Ouvir-nos a nós, os cidadãos endividados do Ocidente, a maldizer os excessos dos nossos bancos é como ouvir Dr. Jekyll a dizer mal de Mr. Hyde. O sistema financeiro perdeu-se pelos caminhos dos hedge funds para nos permitir a todos vivermos acima das nossas posses. E é para que continuemos a viver ainda um bocadinho assim que agora os Estados se propõem "resgatá-lo". Porque ainda ninguém conseguiu inventar outro mecanismo tão eficiente como este para suportar os riscos de socializar a riqueza e fazer experiências com ela. Às vezes, os aprendizes de feiticeiro queimam-se - e queimam-nos. Mas ninguém, no fundo, os quer ver desistir. Que seria de nós se, como antigamente, tivéssemos de poupar para comprar um carro - ou o Estado, para construir um aeroporto?
E como o objectivo é fazer as coisas voltar a ser o que eram, o que temos ouvido dos governos ocidentais não são pragas contra o capitalismo, mas exorcismos do socialismo. À direita, claro, mas também à esquerda. Os trabalhistas ingleses recusam-se a admitir que vão "nacionalizar" os bancos: vão apenas "investir". E já avisaram que até esperam "lucros". O Estado regulador e investidor não quer ser proprietário. Mudam-se os tempos - mas alguma coisa mudou nos últimos quarenta anos que, como no soneto de Camões, não está a mudar agora.

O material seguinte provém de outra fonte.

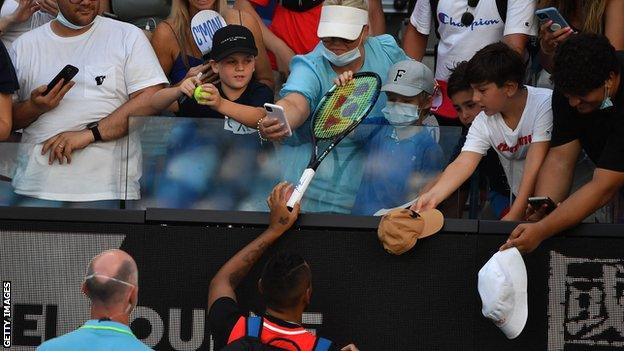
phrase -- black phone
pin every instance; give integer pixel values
(67, 73)
(538, 202)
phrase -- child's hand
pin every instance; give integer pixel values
(344, 78)
(426, 201)
(210, 96)
(188, 86)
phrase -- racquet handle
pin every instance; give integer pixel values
(297, 194)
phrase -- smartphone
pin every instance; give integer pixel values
(551, 13)
(277, 111)
(67, 73)
(538, 201)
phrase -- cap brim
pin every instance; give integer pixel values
(516, 322)
(230, 51)
(401, 89)
(433, 220)
(512, 259)
(339, 30)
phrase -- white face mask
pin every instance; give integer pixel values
(400, 114)
(344, 59)
(606, 102)
(65, 22)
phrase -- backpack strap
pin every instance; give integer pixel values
(254, 327)
(322, 344)
(501, 5)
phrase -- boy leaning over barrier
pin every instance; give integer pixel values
(516, 120)
(404, 154)
(237, 95)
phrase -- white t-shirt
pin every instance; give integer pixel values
(512, 145)
(13, 32)
(115, 60)
(459, 43)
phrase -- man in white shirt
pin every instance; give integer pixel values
(516, 121)
(74, 146)
(463, 29)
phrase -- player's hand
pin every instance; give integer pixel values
(426, 201)
(281, 219)
(49, 6)
(550, 40)
(526, 237)
(187, 87)
(344, 78)
(50, 101)
(62, 145)
(273, 129)
(535, 214)
(24, 10)
(210, 96)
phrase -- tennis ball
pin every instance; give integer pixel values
(199, 94)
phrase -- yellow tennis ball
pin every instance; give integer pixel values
(199, 94)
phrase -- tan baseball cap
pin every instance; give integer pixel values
(400, 229)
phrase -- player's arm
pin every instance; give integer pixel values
(535, 157)
(451, 179)
(236, 268)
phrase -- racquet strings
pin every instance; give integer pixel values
(346, 106)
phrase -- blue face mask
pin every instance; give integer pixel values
(400, 114)
(65, 22)
(341, 60)
(606, 102)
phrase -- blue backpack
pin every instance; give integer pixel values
(251, 340)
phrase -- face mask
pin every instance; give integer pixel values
(606, 102)
(65, 22)
(400, 114)
(341, 60)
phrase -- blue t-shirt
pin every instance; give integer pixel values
(392, 165)
(96, 335)
(337, 179)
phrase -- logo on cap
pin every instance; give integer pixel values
(399, 74)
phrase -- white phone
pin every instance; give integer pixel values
(277, 111)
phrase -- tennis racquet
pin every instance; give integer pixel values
(341, 109)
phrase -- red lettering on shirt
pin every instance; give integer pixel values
(522, 140)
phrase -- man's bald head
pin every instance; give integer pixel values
(115, 264)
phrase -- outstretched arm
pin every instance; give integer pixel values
(234, 271)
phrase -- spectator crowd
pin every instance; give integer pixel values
(530, 98)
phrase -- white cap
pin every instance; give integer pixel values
(503, 290)
(341, 22)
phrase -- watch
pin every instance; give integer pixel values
(93, 128)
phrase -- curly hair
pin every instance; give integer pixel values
(583, 63)
(496, 63)
(285, 278)
(458, 80)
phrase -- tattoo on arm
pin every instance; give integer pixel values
(248, 261)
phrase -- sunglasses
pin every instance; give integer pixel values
(468, 17)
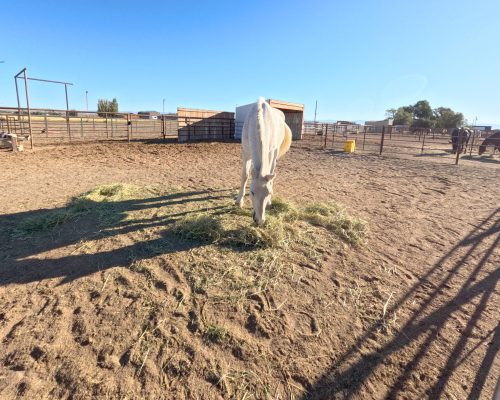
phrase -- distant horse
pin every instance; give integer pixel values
(493, 140)
(460, 139)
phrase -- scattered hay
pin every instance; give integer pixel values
(78, 206)
(284, 224)
(216, 334)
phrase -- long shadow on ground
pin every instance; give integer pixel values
(22, 259)
(477, 263)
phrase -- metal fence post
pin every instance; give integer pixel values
(459, 148)
(28, 107)
(128, 127)
(46, 126)
(472, 144)
(382, 140)
(364, 137)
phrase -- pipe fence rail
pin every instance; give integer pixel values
(48, 126)
(386, 141)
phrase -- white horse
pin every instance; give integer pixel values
(265, 138)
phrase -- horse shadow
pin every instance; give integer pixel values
(473, 259)
(39, 255)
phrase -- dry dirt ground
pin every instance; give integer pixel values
(412, 313)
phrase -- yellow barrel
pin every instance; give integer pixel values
(350, 146)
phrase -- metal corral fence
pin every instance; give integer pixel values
(54, 126)
(388, 141)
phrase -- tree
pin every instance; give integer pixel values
(422, 110)
(447, 118)
(390, 113)
(421, 123)
(106, 106)
(403, 116)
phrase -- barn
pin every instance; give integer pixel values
(294, 116)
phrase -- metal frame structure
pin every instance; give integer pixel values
(26, 79)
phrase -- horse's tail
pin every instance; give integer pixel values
(260, 115)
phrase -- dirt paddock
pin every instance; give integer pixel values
(409, 314)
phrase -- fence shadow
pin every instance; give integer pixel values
(347, 376)
(24, 259)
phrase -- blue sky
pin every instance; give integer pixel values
(357, 58)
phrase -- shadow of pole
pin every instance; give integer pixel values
(355, 374)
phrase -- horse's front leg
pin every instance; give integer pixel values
(247, 164)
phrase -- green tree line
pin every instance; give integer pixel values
(422, 115)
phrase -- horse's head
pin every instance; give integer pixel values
(261, 191)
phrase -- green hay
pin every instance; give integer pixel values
(284, 224)
(77, 206)
(216, 334)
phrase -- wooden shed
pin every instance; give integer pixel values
(294, 116)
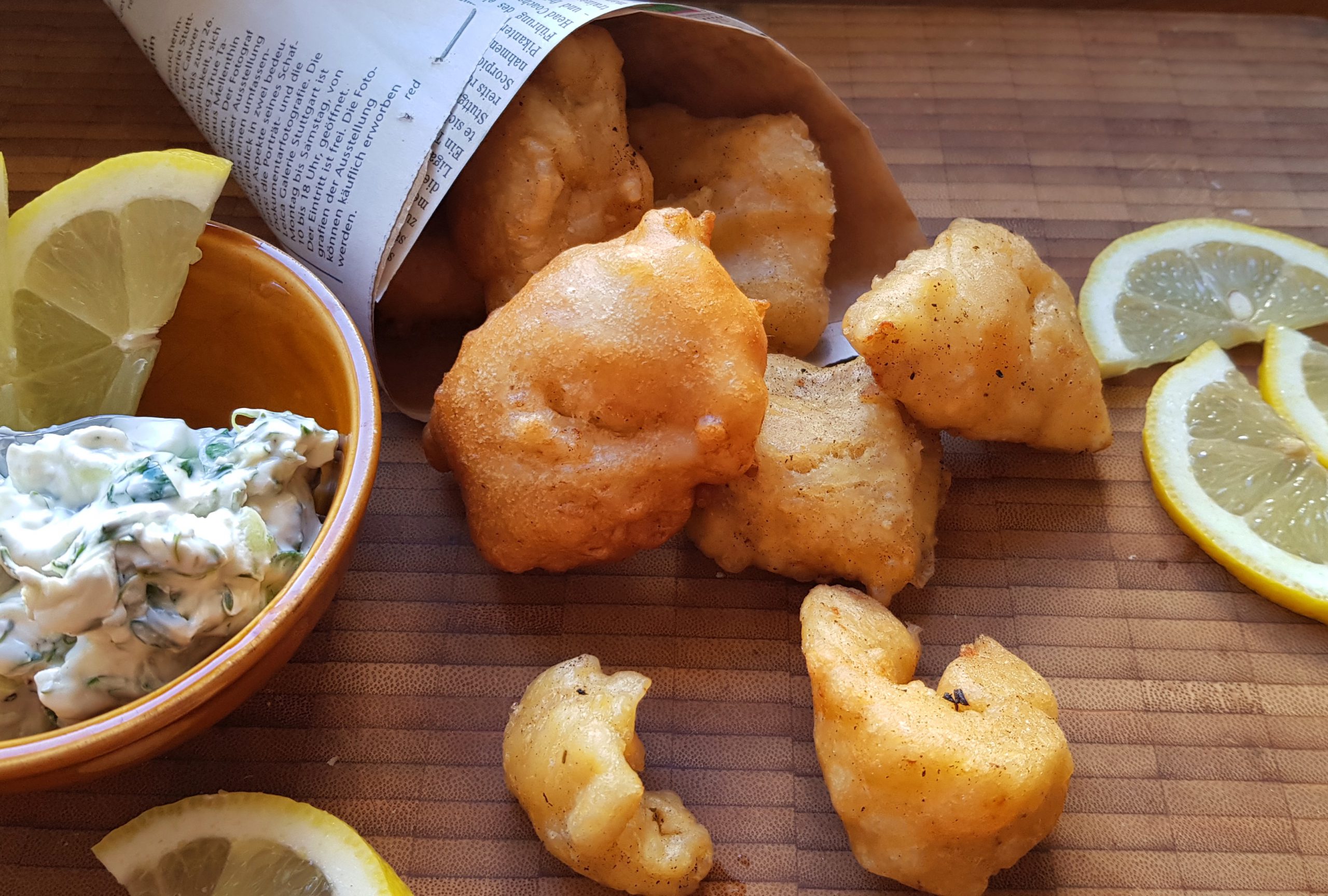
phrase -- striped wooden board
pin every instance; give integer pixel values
(1198, 713)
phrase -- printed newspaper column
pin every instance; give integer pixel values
(349, 121)
(327, 112)
(520, 44)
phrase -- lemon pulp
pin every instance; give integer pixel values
(1175, 300)
(219, 867)
(1294, 379)
(245, 845)
(1257, 468)
(1158, 294)
(1239, 481)
(98, 264)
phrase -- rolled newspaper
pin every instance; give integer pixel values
(349, 122)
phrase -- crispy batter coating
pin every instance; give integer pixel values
(980, 338)
(845, 486)
(773, 201)
(556, 170)
(937, 789)
(572, 759)
(581, 417)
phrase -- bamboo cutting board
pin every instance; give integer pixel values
(1197, 712)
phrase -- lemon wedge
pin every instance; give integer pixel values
(1294, 379)
(96, 267)
(1239, 481)
(1158, 294)
(245, 845)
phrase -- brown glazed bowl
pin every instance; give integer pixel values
(254, 330)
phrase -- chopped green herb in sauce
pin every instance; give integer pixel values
(128, 556)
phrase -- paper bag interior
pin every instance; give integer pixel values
(711, 71)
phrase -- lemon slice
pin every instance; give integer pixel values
(1158, 294)
(1294, 379)
(96, 267)
(1239, 481)
(245, 845)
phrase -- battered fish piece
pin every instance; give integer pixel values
(556, 170)
(581, 417)
(937, 789)
(845, 486)
(773, 201)
(980, 338)
(572, 759)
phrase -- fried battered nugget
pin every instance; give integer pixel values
(773, 201)
(584, 413)
(937, 789)
(572, 759)
(556, 170)
(980, 338)
(843, 487)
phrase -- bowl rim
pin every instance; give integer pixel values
(116, 728)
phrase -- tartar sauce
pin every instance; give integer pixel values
(128, 556)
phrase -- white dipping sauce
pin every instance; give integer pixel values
(125, 562)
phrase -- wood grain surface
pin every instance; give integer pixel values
(1197, 712)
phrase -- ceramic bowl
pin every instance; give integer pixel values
(254, 330)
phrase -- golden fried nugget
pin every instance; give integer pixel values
(937, 789)
(773, 202)
(556, 170)
(581, 417)
(845, 486)
(978, 336)
(570, 755)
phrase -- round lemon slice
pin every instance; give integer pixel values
(1239, 481)
(245, 845)
(96, 267)
(1294, 379)
(1158, 294)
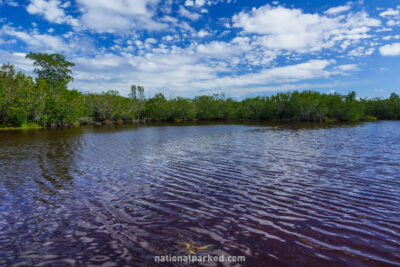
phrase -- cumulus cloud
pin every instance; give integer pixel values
(52, 11)
(337, 10)
(187, 14)
(119, 15)
(390, 49)
(292, 29)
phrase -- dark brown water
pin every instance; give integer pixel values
(278, 195)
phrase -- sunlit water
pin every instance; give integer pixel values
(278, 195)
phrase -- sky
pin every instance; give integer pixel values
(242, 48)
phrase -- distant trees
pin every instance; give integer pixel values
(53, 68)
(47, 101)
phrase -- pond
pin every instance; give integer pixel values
(276, 194)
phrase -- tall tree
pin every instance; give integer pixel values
(53, 68)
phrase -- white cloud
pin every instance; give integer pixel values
(187, 14)
(189, 3)
(51, 10)
(390, 49)
(292, 29)
(389, 12)
(337, 10)
(17, 59)
(119, 15)
(203, 33)
(33, 39)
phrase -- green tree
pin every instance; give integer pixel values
(53, 68)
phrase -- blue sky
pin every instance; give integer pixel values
(186, 48)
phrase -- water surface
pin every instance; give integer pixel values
(279, 195)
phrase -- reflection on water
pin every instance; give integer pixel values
(277, 194)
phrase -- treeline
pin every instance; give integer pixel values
(46, 101)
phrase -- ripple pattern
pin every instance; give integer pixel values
(279, 196)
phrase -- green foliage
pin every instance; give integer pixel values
(27, 103)
(53, 68)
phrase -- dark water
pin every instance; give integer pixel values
(278, 195)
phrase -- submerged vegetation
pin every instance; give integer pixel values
(45, 101)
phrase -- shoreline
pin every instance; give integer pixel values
(188, 123)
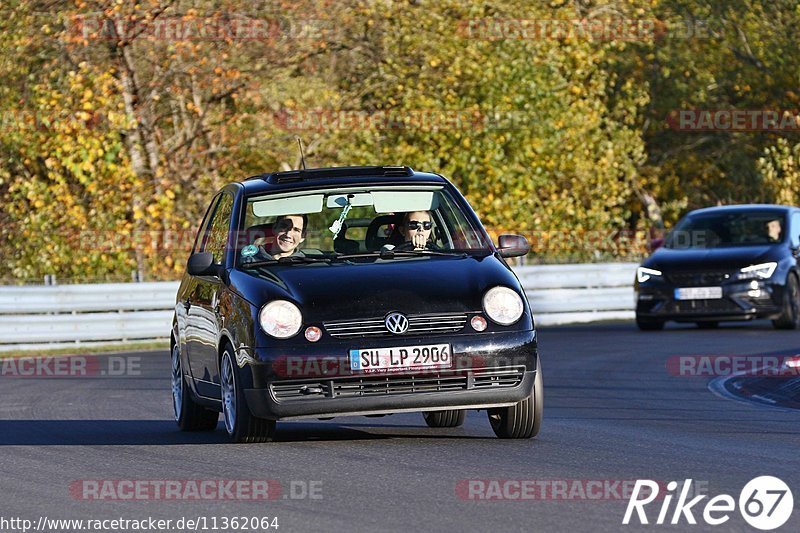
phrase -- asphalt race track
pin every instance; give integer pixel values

E àqueles que esperam pelo menos deixar de ouvir falar de orçamentos equilibrados, uma recomendação: não esperem tanto. Os "investimentos" nos bancos até podem um dia dar lucro. Mas, entretanto, é dinheiro que faltará para outras coisas. E se houver recessão, aumentar impostos não será um projecto popular. A necessidade de o Estado encolher não vai acabar. Haverá talvez alguma tolerância no imediato, mas sem excessos, porque ninguém quer percorrer a via-sacra da inflação da década de 1970. Por cá, são as obras públicas que correm o risco de ficar a seco. Nos EUA, o pobre Obama já começou a fazer contas tristes com a sua ideia de um serviço nacional de saúde.
O corrente Estado social, com os seus serviços universais e o nível de prestações a que nos habituámos, não começou com a "crise do capitalismo" na década de 1930. O Estado social expandiu-se, depois da II Guerra Mundial, com o comércio e o sistema financeiro global. Se a "globalização" fraquejar, rezem por este Estado social. Aquilo que os "neoliberais" nunca conseguiram enquanto o capitalismo esteve vivo, talvez aconteça se ele "morrer" mais uma vez. Mas calma: na segunda-feira, o Dow Jones registou a maior subida num só dia desde 1929.